ABD Başkanı Barack Obama’nın İran’ın dini lideri Ayetullah Ali Hamaney’e yazdığı şu gizli mektup iddiası… Ne Washington, ne de Tahran yalanladı.
Sadece Beyaz Saray Sözcüsü Joshua Ernest’ten bir açıklama geldi. Ernest, ABD’nin IŞİD’e karşı İran’la işbirliği yapmak ve istihbarat bilgilerini paylaşmak niyetinde olmadığını bildirdi. Ya mektup? Sözcü mektupla ilgili sorulara yanıt vermedi. Tahran da sessiz kalmayı tercih etti.
***
İran resmi haber ajansıysa Wall Street Journal’ın “mektup” haberi üzerine İsrail medyasındaki yorumları izlemeye aldı: Kanal 10 televizyonu, ABD Başkanı’nın mektubu İsrail’in bilgisi dışında yazdığını ve Hamaney’e gönderdiğini duyurdu. Kanal 7 televizyonu da, “Mektubun, nükleer konuda İran’la ABD arasında kara bir anlaşma sağlandığını gösterdiğini” ileri sürdü.
Anlaşılan, İsrail, Obama’nın Hamaney’e mektup yazdığına inanmıştı. Ya da biliyordu, öğrenmişti.
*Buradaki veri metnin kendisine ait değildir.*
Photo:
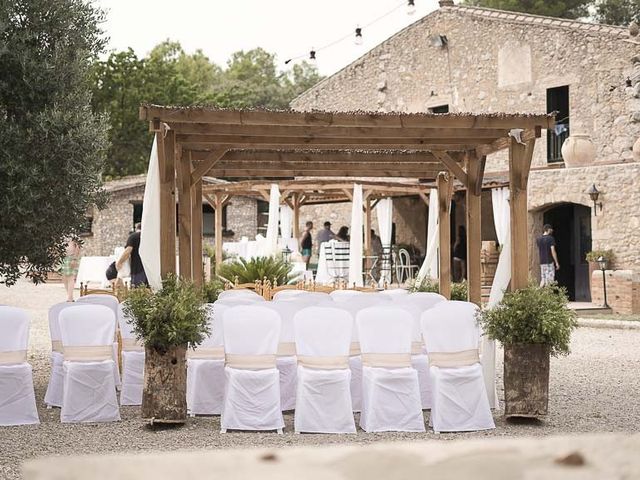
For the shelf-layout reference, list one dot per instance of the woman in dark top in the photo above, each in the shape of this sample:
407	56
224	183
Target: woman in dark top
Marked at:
460	255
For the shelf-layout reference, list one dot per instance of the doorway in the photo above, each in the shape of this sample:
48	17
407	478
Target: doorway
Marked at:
572	230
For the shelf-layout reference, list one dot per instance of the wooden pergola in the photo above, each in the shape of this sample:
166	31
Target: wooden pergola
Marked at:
285	145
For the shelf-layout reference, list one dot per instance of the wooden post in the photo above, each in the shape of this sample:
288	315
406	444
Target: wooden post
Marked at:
166	140
296	216
474	231
184	214
519	164
196	232
445	188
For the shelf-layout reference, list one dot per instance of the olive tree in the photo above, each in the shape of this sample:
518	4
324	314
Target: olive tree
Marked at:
52	146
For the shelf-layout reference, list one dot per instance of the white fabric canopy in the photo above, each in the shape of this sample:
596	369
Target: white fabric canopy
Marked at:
286	222
384	211
502	221
355	244
271	245
150	237
429	266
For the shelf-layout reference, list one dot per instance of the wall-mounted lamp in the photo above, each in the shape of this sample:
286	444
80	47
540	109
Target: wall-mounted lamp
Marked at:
594	194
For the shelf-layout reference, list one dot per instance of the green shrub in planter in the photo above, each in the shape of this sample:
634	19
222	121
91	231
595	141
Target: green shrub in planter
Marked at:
166	322
532	324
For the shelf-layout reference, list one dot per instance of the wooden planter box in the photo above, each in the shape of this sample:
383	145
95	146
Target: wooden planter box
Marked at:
526	380
164	396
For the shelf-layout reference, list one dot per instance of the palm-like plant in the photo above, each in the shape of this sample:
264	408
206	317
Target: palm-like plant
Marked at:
248	271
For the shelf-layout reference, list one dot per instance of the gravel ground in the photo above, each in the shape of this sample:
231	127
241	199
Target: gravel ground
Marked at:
595	389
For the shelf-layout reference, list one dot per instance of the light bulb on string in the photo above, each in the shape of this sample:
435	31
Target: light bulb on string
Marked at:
411	7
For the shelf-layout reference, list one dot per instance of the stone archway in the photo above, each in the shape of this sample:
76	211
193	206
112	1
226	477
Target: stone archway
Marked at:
572	231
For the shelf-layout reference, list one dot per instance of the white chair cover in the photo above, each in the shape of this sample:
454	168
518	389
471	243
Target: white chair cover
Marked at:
390	392
17	397
111	302
205	368
459	397
286	359
252	396
53	395
132	363
89	385
323	403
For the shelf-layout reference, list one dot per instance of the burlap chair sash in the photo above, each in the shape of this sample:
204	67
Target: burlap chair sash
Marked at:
132	345
250	362
286	349
463	358
13	356
56	346
416	348
386	360
90	353
336	362
206	353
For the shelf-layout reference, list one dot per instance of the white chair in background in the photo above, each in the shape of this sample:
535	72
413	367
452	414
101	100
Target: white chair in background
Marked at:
111	302
205	368
323	402
17	397
132	363
252	389
286	358
459	395
53	395
390	392
89	385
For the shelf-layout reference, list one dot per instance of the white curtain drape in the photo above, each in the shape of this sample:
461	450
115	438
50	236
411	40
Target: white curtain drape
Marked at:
355	244
502	221
429	268
149	249
271	244
286	222
384	212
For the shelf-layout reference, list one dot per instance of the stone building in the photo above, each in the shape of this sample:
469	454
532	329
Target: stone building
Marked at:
470	59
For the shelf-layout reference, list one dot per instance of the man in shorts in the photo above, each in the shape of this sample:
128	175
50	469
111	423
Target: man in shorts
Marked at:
548	256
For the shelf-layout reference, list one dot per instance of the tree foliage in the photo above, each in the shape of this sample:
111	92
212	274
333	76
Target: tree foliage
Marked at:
51	143
169	76
551	8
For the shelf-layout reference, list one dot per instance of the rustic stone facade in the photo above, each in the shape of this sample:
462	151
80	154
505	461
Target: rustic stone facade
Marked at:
481	60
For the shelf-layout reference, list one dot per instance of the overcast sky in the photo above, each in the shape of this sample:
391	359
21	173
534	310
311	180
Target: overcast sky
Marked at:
286	27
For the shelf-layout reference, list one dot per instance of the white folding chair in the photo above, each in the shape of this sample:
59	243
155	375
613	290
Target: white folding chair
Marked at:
89	385
53	395
252	389
286	358
390	391
132	363
323	402
459	395
17	397
205	368
111	302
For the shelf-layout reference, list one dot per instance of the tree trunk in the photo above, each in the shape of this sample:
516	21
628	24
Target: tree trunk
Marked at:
526	380
164	398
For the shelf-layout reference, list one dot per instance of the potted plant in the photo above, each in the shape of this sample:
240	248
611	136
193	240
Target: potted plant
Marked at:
166	322
532	324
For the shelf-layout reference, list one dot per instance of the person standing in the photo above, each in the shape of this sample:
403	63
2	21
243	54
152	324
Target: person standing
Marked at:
548	256
69	267
131	252
324	235
306	243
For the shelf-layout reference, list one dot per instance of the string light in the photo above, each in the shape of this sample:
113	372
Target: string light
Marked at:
411	7
358	39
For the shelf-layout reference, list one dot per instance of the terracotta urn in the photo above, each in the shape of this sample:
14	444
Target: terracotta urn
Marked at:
578	150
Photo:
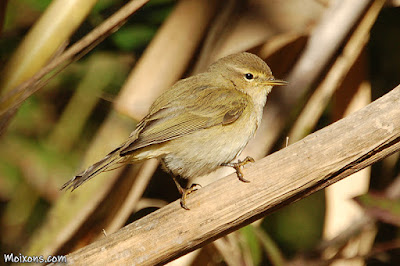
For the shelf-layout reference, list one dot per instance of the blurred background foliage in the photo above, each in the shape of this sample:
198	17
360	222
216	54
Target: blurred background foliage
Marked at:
45	142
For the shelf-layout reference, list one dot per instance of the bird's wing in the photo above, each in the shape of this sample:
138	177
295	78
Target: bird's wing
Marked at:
205	108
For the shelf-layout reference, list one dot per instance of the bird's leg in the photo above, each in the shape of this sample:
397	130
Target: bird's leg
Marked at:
183	191
237	166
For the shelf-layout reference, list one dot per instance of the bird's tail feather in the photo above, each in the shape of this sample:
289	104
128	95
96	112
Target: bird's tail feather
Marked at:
113	159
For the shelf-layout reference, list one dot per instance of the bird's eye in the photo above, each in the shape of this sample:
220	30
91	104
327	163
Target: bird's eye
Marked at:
248	76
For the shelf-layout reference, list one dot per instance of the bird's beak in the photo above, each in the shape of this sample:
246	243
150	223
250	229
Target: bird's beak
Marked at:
276	82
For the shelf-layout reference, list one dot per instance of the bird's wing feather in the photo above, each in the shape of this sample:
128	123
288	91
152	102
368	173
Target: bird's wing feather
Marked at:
187	115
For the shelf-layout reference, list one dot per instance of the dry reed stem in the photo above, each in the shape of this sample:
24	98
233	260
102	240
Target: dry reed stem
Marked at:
290	174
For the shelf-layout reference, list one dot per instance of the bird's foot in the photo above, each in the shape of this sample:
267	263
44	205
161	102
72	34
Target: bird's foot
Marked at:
238	167
186	192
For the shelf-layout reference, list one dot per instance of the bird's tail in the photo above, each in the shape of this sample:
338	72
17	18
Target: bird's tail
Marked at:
113	159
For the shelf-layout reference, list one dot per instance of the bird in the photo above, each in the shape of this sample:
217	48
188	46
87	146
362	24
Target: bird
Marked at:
201	123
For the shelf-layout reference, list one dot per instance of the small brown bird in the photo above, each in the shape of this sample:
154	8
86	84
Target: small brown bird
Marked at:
199	124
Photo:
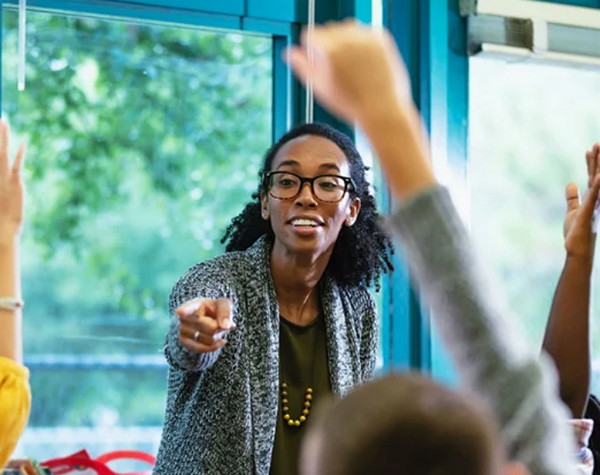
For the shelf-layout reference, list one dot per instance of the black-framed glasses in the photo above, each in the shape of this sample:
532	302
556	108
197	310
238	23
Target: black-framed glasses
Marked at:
327	188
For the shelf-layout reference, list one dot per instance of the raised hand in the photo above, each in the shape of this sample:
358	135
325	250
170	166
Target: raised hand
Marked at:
581	219
204	324
11	188
349	61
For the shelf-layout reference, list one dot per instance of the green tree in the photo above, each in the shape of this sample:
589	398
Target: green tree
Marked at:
144	141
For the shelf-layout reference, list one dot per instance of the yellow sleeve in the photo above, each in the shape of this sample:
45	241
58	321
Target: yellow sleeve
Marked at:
15	403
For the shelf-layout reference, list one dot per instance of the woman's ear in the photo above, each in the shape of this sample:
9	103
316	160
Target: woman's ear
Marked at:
264	206
353	211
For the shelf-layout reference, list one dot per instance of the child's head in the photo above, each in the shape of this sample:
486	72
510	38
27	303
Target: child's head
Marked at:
402	424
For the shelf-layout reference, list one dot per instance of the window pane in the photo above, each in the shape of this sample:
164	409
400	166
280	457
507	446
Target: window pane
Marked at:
530	126
144	141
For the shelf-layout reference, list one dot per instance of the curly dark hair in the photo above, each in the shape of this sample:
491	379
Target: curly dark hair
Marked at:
362	252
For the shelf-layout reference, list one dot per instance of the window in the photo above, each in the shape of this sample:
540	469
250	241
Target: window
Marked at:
530	126
144	141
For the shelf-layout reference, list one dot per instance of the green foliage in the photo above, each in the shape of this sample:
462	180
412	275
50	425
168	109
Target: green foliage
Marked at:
144	142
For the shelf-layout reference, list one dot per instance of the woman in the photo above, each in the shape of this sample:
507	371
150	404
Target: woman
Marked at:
291	294
358	75
15	398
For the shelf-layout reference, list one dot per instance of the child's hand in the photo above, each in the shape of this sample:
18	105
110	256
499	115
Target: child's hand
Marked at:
346	62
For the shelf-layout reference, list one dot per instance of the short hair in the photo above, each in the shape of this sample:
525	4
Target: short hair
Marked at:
402	424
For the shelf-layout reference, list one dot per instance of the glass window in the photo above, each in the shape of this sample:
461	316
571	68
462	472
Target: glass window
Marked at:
530	126
144	141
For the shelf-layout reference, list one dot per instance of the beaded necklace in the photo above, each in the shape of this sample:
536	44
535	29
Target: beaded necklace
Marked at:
308	397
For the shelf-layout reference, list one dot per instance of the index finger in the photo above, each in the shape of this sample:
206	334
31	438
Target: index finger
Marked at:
198	306
591	200
224	316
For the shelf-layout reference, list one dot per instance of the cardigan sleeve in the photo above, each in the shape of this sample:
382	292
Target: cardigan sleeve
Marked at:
15	403
482	336
209	280
369	339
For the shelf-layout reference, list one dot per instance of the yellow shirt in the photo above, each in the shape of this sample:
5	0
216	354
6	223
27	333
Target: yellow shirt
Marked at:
15	403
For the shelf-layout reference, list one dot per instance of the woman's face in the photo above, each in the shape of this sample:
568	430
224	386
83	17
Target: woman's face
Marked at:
305	224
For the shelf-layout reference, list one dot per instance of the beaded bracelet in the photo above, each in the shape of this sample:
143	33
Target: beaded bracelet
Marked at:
10	303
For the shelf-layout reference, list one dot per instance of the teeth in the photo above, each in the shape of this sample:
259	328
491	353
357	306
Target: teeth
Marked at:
304	222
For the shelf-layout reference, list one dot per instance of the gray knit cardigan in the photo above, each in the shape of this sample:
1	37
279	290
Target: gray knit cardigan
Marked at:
222	407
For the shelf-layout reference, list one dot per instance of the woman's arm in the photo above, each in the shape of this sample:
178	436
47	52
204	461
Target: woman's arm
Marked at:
204	281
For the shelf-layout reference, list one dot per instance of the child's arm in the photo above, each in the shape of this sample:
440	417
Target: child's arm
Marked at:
567	338
15	398
11	217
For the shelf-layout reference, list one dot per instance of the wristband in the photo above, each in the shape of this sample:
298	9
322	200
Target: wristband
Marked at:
10	303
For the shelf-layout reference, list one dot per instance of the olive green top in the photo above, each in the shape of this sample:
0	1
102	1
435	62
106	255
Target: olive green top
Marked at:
302	365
Belki de böyle bir gelişmeyi bekliyordu, sürpriz olmamıştı.
***
İyi de, bu kadar mıydı? Sorun salt mektuptan mı ibaretti? Mossad da boş oturmuyordu herhalde. Ortalığa dökülen bilgilerden daha fazlasını görüyor ve biliyor olmalıydı.
Al Jazeera’deki bir habere göre ABD ve İran askeri uzmanları Irak’ta ortaklık içinde Irak askerlerine danışmanlık desteği veriyorlardı. Haberde bu konuya şöyle değiniliyordu:
“İran Devrim Muhafızları Ordusu’nun dış operasyon gücü Kudüs Tugayları’nın komutanı Kasım Süleymani’nin birkaç haftadır Irak topraklarında çekilen fotoğrafları İran medyası tarafından paylaşılıyor. ABD yönetiminden bu fotoğraflar hakkında bir tepki ya da eleştiri henüz duyulmadı. Bu durumda, iki ülkenin özellikle geniş kapsamlı bir kara operasyonunda ‘adı konulmamış ve asla konulmayacak olan’ bir ortaklığa gidebileceği ihtimalini güçlü bir şekilde ön plana çıkarıyor.”
***
İsrail askerlerinin Mescid-i Aksa baskını bu sürecin arkasından geldi.
Olasıdır ki, Tel Aviv eylemden önce Washington’ı bilgilendirmemişti.
Baskının ertesi günü İsrail Başbakanı Benyamin Netanyahu’nun, Doğu Kudüs’te yaşayan Filistinlilerin evlerinin yıkılmasına karar vermesi de ABD’den habersiz bir gelişme oldu.
İsrail’in güvenlikten sorumlu liderleriyle hükümet arasında yapılan toplantıda Kudüs’teki gerilimin azaltılmasına yönelik önlemler belirlendi. Kabul edilen önlemlerin arasında “Teröristlerin evlerinin mühürlenmesi ya da yıkılması” önerisi de vardı.
***
Belli ki, Netanyahu müthiş bir bahane yaratıyor: Kudüs’teki Filistinlilerin tümünü terörist ilan edebilir ve tümünün evini yıkabilir.
Gerekçe: ABD, İsrail’e haber vermeden İran’la iletişime geçiyorsa, o kadarla da kalmayıp sahada ortaklık yapıyorsa İsrail de bağımsız kararlar alabilir ve kendi başına uygulayabilir.
***
Ancak, İsrail’in ABD’nin kontrolünden çıkarak kendi başına hareket etmeye başlaması iyi bir durum değil.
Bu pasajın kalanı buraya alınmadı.